Bifurcations and stability of synchronized solutions in the Kuramoto model with uniformly spaced natural frequencies

Kazuyuki Yagasaki

correctmedium confidence

Category: Not specified
Journal tier: Strong Field
Processed: Sep 28, 2025, 12:56 AM
arXiv Links: Abstract ↗PDF ↗

Audit review

The paper’s statements (existence, branch structure, pitchfork/saddle-node locations, stability for discrete and continuum cases, and exponential counting) are supported by its theorems.
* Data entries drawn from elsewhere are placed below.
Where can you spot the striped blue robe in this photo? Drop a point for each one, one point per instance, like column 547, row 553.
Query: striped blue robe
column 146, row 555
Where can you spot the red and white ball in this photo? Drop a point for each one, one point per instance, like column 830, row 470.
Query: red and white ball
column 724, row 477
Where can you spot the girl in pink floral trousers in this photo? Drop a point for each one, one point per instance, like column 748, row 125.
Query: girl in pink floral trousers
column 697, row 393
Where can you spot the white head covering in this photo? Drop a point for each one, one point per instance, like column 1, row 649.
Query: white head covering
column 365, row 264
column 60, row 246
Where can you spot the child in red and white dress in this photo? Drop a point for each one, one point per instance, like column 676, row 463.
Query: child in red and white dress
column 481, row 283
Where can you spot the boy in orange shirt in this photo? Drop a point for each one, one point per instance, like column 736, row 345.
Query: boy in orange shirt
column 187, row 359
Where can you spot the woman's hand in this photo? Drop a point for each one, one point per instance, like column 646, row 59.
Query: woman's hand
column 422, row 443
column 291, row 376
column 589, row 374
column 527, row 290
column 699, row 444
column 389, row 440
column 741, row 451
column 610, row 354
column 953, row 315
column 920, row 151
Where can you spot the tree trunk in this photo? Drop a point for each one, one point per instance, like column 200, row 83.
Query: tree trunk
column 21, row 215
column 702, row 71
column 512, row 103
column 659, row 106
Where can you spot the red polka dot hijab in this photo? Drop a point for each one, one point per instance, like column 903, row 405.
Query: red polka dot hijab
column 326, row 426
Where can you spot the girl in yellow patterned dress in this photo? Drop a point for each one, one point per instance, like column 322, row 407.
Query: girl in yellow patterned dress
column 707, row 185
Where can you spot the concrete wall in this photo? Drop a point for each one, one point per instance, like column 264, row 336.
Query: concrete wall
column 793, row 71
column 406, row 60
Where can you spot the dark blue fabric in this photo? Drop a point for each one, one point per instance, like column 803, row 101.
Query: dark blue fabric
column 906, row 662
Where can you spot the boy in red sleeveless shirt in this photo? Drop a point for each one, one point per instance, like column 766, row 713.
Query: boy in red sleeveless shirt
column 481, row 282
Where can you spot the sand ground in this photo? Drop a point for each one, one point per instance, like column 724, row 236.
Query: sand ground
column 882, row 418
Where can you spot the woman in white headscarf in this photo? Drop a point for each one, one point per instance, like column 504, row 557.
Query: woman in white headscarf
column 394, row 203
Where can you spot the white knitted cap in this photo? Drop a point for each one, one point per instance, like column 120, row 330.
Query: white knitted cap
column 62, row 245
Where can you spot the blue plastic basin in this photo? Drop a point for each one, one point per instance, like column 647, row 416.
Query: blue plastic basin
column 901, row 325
The candidate solution independently rederives the same main conclusions using self-consistency, a turning-point criterion, and energy-form arguments. Minor deviations appear in the model’s continuum stability justification (it informally invokes a “rank-two linearization” and a fold argument), but the conclusions match the paper’s rigorous results.

Referee report (LaTeX)

\textbf{Recommendation:} minor revisions

\textbf{Journal Tier:} strong field

\textbf{Justification:}

The paper rigorously analyzes synchronized solutions in the Kuramoto model with uniformly spaced frequencies, unifying finite-n and continuum pictures. It proves clear results on existence, bifurcations, stability, and exponential counting. The exposition is solid; minor edits (e.g., a likely typographical 'O(2n)' vs 'O(2\^n)') and small clarifications would further improve readability. Overall, this is a valuable contribution to the synchronization/bifurcation literature.